The Medici Venus is one of the most-copied antiquities. Louis XIV had no fewer than five: marbles by Carlier, Clérion, Coysevox and Frémery, and a bronze by Jean-Jacques Keller and his brother, Jean-Balthazar Keller. (Haskell and Penny, p. 325). Copies of the Venus de' Medici in lead stand in many English and European gardens, sometimes protected by small temples; in small bronze reductions it figured among the most familiar of the antiquities represented in collectors' cabinets: in Greuze's portrait of Claude-Henri Watelet, ca 1763–65, the connoisseur and author of L'Art de peindre is shown with calipers and a notebook, regarding a bronze statuette of the Venus de' Medici, as if in the act of deducing the ideal proportions of the female figure from the sculpture's example.
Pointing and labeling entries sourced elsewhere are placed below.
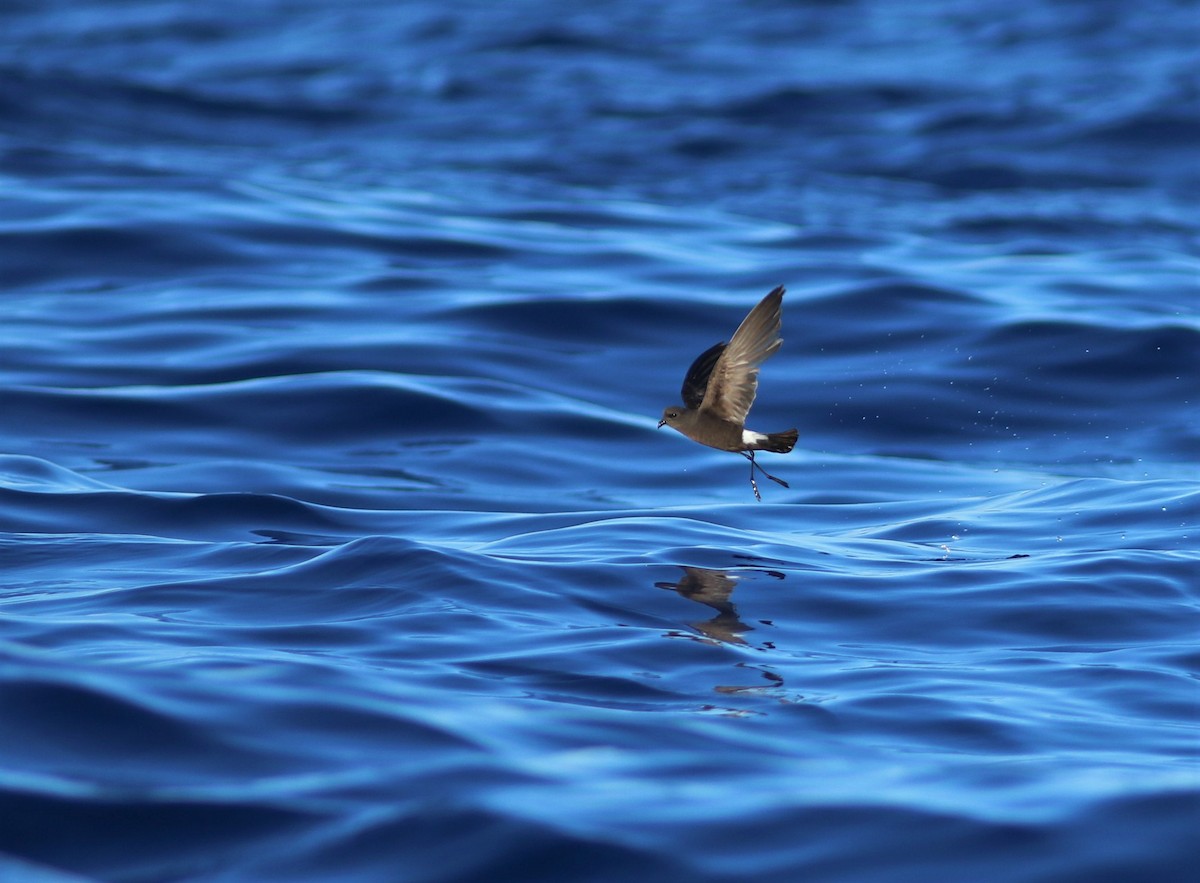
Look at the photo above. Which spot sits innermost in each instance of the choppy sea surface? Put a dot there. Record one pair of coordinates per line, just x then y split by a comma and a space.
337, 540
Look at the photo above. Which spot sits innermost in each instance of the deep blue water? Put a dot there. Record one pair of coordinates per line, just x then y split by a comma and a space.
337, 540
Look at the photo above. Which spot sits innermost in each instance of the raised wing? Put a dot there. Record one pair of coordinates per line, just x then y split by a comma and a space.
733, 379
696, 382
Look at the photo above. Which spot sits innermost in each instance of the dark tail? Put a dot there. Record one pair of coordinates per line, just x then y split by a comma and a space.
780, 442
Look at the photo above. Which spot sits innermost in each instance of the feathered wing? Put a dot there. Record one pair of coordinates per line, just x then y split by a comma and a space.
695, 384
733, 379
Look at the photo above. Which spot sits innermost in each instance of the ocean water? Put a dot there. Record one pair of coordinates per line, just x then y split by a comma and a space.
337, 541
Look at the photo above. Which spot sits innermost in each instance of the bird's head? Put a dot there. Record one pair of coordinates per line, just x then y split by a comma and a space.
671, 416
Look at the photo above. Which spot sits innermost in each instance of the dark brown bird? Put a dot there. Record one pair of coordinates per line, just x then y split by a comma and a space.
720, 388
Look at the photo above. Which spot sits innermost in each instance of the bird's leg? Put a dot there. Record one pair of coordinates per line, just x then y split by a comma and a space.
754, 464
754, 485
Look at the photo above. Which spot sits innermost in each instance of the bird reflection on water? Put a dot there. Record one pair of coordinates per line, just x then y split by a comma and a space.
713, 588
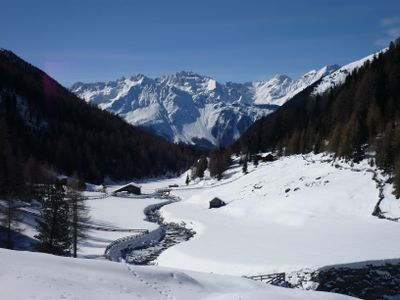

The Venus de' Medici was even reproduced in Sèvres biscuit porcelain, which had the matte whiteness of marble.

American sculptor Hiram Powers based his 1844 statue The Greek Slave on the Venus de' Medici.

A replica in white Carrara Marble of the Venus' hand carved by Niccolò Bazzanti is located at the Pietro Bazzanti e Figlio Art Gallery of Florence at Museo Civico Revoltella, Trieste.